"Last year we published a roadmap for integration of unmanned aircraft into the national airspace system. Later on this year, we expect to solicit comments on a rule for small unmanned aircraft, those that are under 55 pounds," Mr. Huerta told ABC News.
The Federal Aviation Administrator has also voiced his concerns regarding the growing number of cases when small unmanned aerial vehicles have nearly collided with large commercial airliners. Since the rate of UAVs' use is rapidly increasing, the FAA faces certain difficulties in enforcing regulations prohibiting drones from "flying higher than 400 feet, near an airport, or out of eyesight," the CNN notes, citing Michael Huerta. The Washington Post emphasizes that about 500,000 of small drones have been sold during the last three years in the US.

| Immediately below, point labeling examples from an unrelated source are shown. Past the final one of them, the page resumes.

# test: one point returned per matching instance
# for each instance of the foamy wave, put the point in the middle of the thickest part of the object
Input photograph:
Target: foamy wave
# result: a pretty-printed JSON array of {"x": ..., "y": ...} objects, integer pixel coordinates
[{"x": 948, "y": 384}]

"There are proponents of unmanned aircraft and they really see huge potential with this technology and for them, we can't move fast enough," Huerta says, adding that on the other hand the FAA has "pilots, who are very concerned that these [drones] are difficult to see."
"(A) big part of what we're doing is educating people. These are very high performance aircraft, and they are difficult to see and this is one of the big challenges, and so that's why the rules require that people stay away from airports," he said as quoted by the CNN.
Mr. Huerta added that the growing use of small UAVs also triggers national security concerns, particularly those of terrorism. Thus far, new FAA regulations will also include provisions regarding the drone operator qualifications, and the certification of the aircraft.